Was the EU Employment Commissioner Marianne Thyssen right to tell Michael O’Leary that the “EU internal market is not a jungle” and there are rules that employers should abide by?  Her statement was indeed correct. But it was also a highly optimistic representation of reality on the ground and revealed how powerless the EU can sometimes be. This may now change with the project of a new EU Labour Authority (ELA), that would allow employees and employers to deal more easily with complex aspects of cross-border labour mobility and to better fight against social fraud.

Often employees fall victim to exploitation and social fraud because of existing loopholes in legislation and lax oversight on the national level. An airline may register its Principle Place of Business e.g. in Malta, hire crews from a staffing agency in Lithuania and base them in Brussels. Understaffed or uninterested labour authorities would pass the ball between each other if crew need to enforce their labour rights. Often, the only solution is seeking the answers in Court – a costly and time-consuming endeavour. This is why it took two decades for Ryanair employees to finally dismantle the myth that if you work on an Irish aircraft, you are an Irish employee. It wasn’t until the EU Court of Justice issued a verdict on a case – and the EU Employment Commissioner spelled it out to its CEO – that Ryanair fell in line by finally offering local labour contracts to its employees.

Often employees fall victim to exploitation and social fraud because of existing loopholes in legislation and lax oversight on the national level.

Such loopholes exist because the EU does not have a common social security or labour laws. While it has developed legislation regulating free movement of workers, posting of workers and social security coordination, complying with those rules and efficient enforcement across the EU is lagging behind. 

The aim of this new Authority – as proposed by the EU Commission – is to support Member States in implementing the existing EU legislation in the areas of cross-border labour mobility and social security coordination, including free movement of workers, posting of workers and highly mobile services. 

Atypical Employment study by the Ghent University

As highly mobile workers, pilots are often affected by the rules and regulations of several different countries.

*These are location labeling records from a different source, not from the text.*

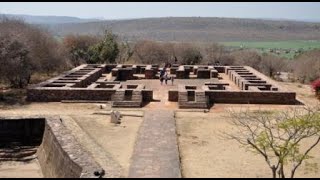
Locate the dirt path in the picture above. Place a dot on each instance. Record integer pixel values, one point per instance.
(156, 152)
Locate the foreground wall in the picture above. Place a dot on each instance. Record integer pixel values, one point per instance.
(61, 156)
(58, 152)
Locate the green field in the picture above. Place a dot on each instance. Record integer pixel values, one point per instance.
(287, 49)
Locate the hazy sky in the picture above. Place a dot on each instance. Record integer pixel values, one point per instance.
(121, 10)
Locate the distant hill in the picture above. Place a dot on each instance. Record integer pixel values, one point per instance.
(49, 19)
(183, 29)
(200, 29)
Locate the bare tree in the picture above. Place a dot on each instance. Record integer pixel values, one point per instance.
(271, 64)
(277, 136)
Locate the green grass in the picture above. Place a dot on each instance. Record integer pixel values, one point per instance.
(287, 49)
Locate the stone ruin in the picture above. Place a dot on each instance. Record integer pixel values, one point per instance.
(109, 82)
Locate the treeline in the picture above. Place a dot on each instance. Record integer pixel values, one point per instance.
(26, 50)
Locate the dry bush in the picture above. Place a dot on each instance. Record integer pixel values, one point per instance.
(271, 64)
(150, 52)
(187, 53)
(26, 49)
(247, 58)
(77, 46)
(306, 67)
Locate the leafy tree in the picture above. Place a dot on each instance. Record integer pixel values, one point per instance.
(16, 65)
(150, 52)
(191, 56)
(77, 47)
(106, 51)
(277, 136)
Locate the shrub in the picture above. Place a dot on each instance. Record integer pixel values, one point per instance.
(316, 86)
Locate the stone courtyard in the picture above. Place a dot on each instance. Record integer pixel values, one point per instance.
(153, 146)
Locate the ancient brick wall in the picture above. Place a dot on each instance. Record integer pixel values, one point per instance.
(252, 97)
(60, 156)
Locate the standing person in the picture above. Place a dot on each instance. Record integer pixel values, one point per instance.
(165, 77)
(162, 73)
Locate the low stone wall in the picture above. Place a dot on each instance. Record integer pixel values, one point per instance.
(147, 95)
(251, 97)
(23, 131)
(47, 95)
(173, 95)
(58, 153)
(150, 72)
(60, 156)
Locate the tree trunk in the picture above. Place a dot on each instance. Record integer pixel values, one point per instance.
(274, 172)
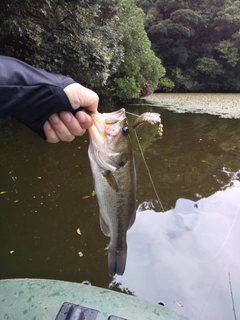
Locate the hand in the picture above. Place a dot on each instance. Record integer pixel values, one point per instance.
(65, 126)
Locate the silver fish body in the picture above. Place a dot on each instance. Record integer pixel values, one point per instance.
(112, 162)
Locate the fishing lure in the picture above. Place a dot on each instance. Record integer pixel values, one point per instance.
(149, 117)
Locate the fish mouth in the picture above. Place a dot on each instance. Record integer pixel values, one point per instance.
(107, 124)
(108, 118)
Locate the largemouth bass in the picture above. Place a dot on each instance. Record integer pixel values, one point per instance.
(112, 162)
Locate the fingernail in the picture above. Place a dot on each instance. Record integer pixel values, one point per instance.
(47, 126)
(81, 117)
(67, 117)
(54, 118)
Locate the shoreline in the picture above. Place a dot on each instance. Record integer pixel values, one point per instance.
(224, 105)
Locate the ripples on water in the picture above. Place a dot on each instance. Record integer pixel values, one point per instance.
(181, 255)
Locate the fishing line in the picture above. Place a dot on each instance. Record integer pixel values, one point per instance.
(160, 203)
(145, 163)
(133, 114)
(150, 177)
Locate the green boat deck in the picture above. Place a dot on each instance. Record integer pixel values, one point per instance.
(39, 299)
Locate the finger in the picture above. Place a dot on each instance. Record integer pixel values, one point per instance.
(84, 119)
(79, 95)
(50, 133)
(60, 128)
(72, 123)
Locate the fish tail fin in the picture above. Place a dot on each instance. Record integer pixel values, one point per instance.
(116, 260)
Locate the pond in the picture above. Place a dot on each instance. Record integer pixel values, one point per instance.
(184, 251)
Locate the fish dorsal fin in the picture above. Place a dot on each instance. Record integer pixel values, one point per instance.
(110, 179)
(104, 226)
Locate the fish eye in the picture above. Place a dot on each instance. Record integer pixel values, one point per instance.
(125, 131)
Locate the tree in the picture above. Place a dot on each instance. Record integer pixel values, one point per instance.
(197, 41)
(85, 39)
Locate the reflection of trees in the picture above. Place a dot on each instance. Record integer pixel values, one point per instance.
(196, 156)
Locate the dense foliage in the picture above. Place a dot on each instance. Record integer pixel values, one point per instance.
(198, 42)
(100, 43)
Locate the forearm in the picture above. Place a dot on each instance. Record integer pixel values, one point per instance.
(31, 95)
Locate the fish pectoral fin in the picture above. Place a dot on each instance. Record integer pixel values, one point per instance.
(104, 226)
(132, 220)
(110, 179)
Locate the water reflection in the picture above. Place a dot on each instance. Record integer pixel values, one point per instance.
(186, 253)
(180, 255)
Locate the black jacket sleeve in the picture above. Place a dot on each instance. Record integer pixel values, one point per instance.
(30, 94)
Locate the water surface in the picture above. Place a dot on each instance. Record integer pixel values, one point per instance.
(182, 254)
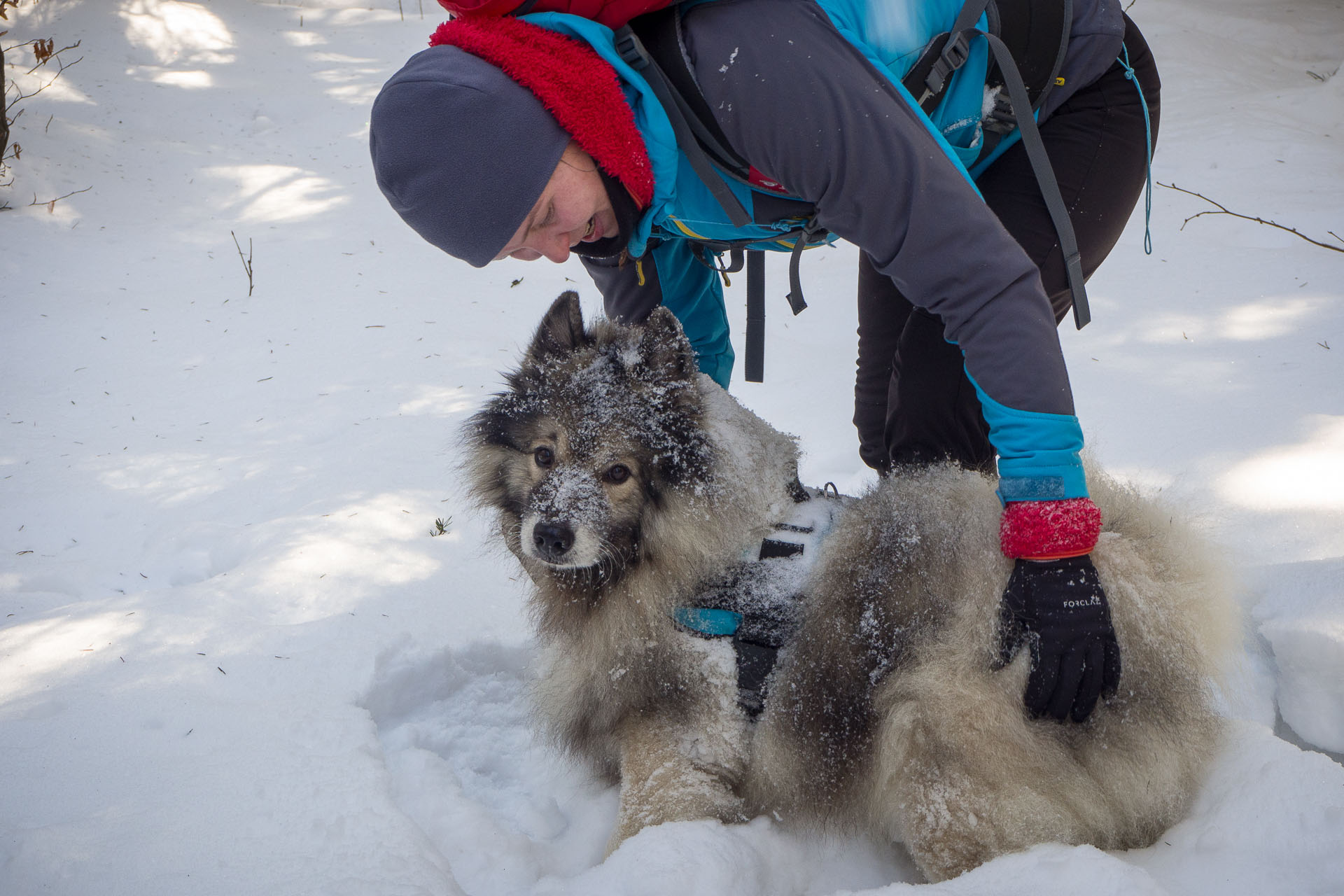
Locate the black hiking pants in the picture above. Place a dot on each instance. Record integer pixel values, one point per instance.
(913, 399)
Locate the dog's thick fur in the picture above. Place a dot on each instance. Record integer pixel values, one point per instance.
(622, 479)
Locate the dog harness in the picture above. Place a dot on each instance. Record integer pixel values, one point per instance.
(758, 601)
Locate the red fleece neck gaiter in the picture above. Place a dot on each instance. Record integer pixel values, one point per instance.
(574, 83)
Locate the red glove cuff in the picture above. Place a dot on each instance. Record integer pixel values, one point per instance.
(1049, 530)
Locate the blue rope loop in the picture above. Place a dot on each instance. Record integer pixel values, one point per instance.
(1148, 143)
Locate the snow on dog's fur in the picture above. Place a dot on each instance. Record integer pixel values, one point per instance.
(622, 479)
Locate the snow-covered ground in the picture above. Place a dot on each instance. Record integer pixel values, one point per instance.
(233, 659)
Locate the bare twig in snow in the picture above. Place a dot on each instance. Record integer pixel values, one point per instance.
(245, 261)
(51, 203)
(1224, 210)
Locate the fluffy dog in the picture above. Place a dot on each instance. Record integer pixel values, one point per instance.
(626, 484)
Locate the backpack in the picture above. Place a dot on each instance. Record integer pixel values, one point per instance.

In the 2015 Atypical Employment study by the Ghent University, 48% of the pilots say that to them applies the labour law of the country in which the airline is registered, while only 29% enjoy the social security and labour law of their Home Base country. And almost 10% don’t even know under which labour laws they fall.

It would be in the EU Labour Authority’s remit to inform and help pilots in such cases. The ELA would be able to suggest the organization of joint labour inspections at the Member States request but hopefully also at its own initiative. To allow for appropriate follow up of such inspections, the Authority would be responsible for analysis of the results and making recommendations. This would trigger better cooperation between Member States and concrete ways to improve recurrent issues and to combat fraud.

The Commission also wants the Authority to intervene as a mediator between employers, unions and workers when companies with several offices across the EU restructure or fire their staff. In the case of an airline, if it wants to close its bases, there are European rules that have to be followed and the ELA could be the one overseeing the process. 

A small but important detail – the ELA would also be overseeing labour rights of the self-employed. How exactly this would work in practice is unclear but it is a good news to the thousands of atypically employed pilots in Europe.
 

This would trigger better cooperation between Member States and concrete ways to improve recurrent issues and to combat fraud.

In a nutshell, the ELA is an attempt to find solutions and bring fairness to workers in the EU Single Market, with its confusing and disharmonised national labour laws and social security regimes. If all goes well in the legislative process, the ELA will be up and running later this year and will reach cruising speed by 2023. No-one knows yet whether the ELA will become one of the EU’s success stories – or “will be the jewel in the crown of a well-functioning European labour market”, as Commissioner Thyssen hopes. But the ambition and political will are promising.